Potty training a child can be a very frustrating experience for many parents. Trust me, I have an almost 3.5 year old who still refuses to tell us when he has to go but will go on the toilet if we happen to time it right and put him on the potty at the precise moment. In other words, it's going slowly.
This week in Special Needs Living, aurorabunny, mom to 3.5-year old Brody, who has autism, discusses the extra difficulties that come along with potty training a child with special needs, especially one with sensory issues.

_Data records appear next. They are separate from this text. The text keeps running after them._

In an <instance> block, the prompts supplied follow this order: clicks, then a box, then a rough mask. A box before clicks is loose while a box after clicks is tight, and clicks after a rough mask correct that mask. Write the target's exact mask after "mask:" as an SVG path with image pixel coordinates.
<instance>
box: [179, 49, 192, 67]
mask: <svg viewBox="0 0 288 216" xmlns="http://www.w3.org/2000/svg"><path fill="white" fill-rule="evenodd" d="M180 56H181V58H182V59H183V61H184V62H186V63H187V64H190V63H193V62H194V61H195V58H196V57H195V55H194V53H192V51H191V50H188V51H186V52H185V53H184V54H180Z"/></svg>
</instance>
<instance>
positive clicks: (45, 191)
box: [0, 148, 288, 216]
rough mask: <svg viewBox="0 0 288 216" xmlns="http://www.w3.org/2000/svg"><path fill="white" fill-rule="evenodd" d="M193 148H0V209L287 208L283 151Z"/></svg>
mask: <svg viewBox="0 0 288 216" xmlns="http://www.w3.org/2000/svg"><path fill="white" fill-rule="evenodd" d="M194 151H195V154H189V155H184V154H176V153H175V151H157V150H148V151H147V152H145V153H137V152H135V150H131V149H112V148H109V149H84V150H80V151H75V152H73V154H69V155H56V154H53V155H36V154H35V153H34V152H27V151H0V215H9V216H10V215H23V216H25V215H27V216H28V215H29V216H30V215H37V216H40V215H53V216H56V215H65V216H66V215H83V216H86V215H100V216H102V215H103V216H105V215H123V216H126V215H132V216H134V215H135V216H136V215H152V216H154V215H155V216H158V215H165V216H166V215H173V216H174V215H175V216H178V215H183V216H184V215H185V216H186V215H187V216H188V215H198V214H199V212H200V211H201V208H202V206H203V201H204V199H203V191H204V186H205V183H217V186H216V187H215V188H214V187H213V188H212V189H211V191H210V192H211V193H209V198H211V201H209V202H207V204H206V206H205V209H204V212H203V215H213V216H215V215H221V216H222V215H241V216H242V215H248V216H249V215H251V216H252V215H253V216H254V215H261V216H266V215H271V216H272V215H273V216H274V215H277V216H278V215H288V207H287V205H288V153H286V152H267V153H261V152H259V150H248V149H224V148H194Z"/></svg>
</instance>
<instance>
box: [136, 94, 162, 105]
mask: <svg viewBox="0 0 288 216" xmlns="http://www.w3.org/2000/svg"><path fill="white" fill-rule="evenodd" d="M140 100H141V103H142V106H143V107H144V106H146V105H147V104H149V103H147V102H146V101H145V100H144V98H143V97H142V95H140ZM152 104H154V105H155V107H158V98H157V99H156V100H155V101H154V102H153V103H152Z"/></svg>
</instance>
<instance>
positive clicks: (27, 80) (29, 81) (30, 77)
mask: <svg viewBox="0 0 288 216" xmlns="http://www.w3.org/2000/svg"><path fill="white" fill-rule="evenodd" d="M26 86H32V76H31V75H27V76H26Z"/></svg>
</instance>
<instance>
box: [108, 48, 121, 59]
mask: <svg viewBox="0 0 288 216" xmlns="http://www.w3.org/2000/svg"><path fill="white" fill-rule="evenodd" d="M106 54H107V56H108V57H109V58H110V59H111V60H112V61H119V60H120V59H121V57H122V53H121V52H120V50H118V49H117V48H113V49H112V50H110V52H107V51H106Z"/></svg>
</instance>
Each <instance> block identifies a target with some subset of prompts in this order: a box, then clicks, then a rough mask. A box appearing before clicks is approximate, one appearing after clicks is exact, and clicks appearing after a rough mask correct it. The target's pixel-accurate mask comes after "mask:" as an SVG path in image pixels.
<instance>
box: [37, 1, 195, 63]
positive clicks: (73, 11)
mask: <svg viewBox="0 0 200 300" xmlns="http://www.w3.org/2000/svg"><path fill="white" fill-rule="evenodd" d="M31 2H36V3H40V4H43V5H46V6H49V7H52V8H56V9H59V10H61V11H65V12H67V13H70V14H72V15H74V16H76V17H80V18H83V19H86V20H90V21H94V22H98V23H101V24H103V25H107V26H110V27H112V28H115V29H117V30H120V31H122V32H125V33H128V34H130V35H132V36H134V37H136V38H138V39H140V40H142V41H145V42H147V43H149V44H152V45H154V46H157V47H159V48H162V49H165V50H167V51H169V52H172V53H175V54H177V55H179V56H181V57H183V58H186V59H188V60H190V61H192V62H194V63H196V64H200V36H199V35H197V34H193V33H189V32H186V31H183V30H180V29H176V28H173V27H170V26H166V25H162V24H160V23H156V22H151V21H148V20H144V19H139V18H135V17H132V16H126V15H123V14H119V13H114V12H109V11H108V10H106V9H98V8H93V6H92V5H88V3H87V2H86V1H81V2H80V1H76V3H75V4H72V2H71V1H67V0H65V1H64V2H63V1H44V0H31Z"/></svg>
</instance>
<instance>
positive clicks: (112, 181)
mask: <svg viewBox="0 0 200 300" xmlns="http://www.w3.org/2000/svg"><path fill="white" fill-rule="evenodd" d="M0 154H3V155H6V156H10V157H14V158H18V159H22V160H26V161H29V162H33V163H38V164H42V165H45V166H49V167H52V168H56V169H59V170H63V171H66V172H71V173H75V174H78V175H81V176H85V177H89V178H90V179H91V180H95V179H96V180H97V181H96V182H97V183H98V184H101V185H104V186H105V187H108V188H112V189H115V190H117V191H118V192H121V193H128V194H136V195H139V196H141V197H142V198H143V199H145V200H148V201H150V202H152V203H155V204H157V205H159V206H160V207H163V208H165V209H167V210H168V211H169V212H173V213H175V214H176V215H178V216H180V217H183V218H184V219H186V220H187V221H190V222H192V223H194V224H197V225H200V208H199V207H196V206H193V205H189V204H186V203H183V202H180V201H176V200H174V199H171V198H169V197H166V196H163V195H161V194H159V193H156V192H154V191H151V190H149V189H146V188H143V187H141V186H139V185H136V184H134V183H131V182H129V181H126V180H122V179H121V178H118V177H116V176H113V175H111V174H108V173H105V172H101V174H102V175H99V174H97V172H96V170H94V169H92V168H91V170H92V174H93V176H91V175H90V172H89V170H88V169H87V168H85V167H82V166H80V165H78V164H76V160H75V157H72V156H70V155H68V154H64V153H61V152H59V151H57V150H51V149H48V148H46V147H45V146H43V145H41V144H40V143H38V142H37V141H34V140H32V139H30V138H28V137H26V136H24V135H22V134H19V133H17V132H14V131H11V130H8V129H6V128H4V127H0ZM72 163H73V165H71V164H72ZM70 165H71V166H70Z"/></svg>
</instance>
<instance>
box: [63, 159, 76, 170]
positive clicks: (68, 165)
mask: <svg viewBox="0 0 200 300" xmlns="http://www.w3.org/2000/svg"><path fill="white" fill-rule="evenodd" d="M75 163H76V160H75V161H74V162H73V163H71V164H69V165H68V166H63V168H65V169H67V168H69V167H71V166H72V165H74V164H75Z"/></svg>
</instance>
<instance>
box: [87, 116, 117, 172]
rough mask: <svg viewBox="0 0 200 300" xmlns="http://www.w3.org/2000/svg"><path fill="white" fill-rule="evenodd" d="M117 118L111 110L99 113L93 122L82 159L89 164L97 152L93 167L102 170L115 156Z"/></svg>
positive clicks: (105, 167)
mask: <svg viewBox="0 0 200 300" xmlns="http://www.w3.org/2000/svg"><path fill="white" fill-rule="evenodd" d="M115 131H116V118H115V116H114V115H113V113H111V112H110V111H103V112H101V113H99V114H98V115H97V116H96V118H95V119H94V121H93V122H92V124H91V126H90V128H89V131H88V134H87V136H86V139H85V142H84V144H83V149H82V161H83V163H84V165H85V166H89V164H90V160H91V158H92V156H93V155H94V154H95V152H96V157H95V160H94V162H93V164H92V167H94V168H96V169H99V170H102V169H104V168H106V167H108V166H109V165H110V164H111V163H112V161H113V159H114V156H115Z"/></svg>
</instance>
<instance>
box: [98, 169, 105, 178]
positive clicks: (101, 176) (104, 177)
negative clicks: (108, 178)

Potty Training Children with Special Needs
For some reason, when someone finds out that my son has autism, they usually ask me one of two questions. The first question is often, "Is he verbal?" which makes sense to me. Whenever I meet another parent of a child with autism, that is often one of the first things that I want to ask too. The second question is always the one that gets me: "Is he potty trained?" Huh? The only thing I can figure is that potty training is a fairly hot topic amongst parents of the toddler set and they obviously think I should be included in the toilet talk circle just as much as any other mom would be. Except potty training is different for my son, and for most other children with special needs. And I'm not really sure how long my exasperated smile and "We're working on it!" is going to hold up.
We ARE working on potty training, at least a little bit. Brody doesn't mind sitting on his potty seat for a short amount of time every day, at least long enough to unravel the entire roll of toilet paper. We just haven't made a whole lot of progress, and I know that Brody's sensory issues are probably our biggest roadblock at the moment.
Even when he was an infant, we were constantly having to do "smell checks" to see if Brody had a poopy diaper or if he was wet, and things are the same way even now at 3 and a half years old. The kid has never batted an eye at sitting in soaking wet or massively poopy pants, and I know those are his sensory issues at play. I genuinely believe that he doesn't feel the physical change or if he does, it is at a very decreased level compared to what a neurotypical child would feel. Multiple friends and relatives have commented on their surprise about Brody not being potty trained yet as he is very smart. What they don't seem to understand is that "smart" has nothing to do with it: how do you teach a child to use the potty when they aren't even able to recognize their body's urge to go to the bathroom?
That's pretty much where we're stuck. I purchased a book last month about potty training children with autism and obviously it hasn't been a whole lot of help. The approach advised by the book basically required more attention and detail than a 40 hour per week job (and even came out and said just that) and included keeping forms and logs that would probably land you in the doctor's office with carpal tunnel in about a week flat. It might very well work, but since I don't have the luxury of stopping every single thing in my life for upwards of three months to potty train my child, I guess I'll never know.
Well-meaning friends have suggested what they call the "Potty Party" approach, where apparently you and your child just move into the bathroom for the weekend and drink lots of fluids and sit on the toilet. That would land us in full blown meltdown mode in most likely less than half an hour. So I guess for now we'll just keep sitting on the potty for three-second intervals every day and hope that something clicks. In the meantime, I'd more than welcome any tips or tricks from you awesome moms on how to potty train a child with special needs!
Any magical tips or tricks to share on potty training a special needs child?